Setahun belakangan, Ridwan Dwi Pradipta tidak pernah merasa badannya segar setiap bangun tidur. Yang ada, ia merasa letih dan pegal-pegal. Butuh perjuangan untuk sekadar meregangkan badan dan mengumpulkan kesadaran. Apakah Dipta kurang tidur? Tidak juga. Yang ada, pemuda berkumis tipis itu sudah kebanyakan tidur. Bahkan, kalau bukan untuk salat Subuh, rasanya ia tidak ingin meninggalkan kasur.
Kamar Dipta berantakan. Kabel-kabel pengisi daya yang terhubung dengan stopkontak malang-melintang. Gara-gara itu ia sering tersandung saat berjalan, apalagi dalam kondisi setengah sadar. Komputer jinjing di atas meja ditemani tumpukan buku skripsi berbagai versi. Dipta tidak ingin melihat mereka sekarang. Pemuda itu memunguti bungkus cemilan dan beberapa helai rambut rontok yang berserakan, menyisakan ruang untuk tempat sembahyang.

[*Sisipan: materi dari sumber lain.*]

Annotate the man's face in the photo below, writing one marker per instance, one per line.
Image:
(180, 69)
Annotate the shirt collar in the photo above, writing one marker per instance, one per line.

Pemuda itu menghela napas panjang.
Dipta sepatutnya bersyukur bahwa Ibu kos—panggil ia Ibu Nur—memasak tiap pagi, siang, dan malam. Makanan selalu tersedia sehingga ia bisa berhemat. Ketika Dipta menghampiri meja makan di lantai satu, tersaji ayam goreng dan sayur asem. Ibu Nur—yang mengenakan daster rumahan—sendiri sedang sarapan.
"Makan, Dip," tawar Ibu Nur.
"Iya, Bu." Dipta merespons alakadarnya.
Baru beberapa suap menyantap nasi hangat, satu orang lagi menuruni tangga.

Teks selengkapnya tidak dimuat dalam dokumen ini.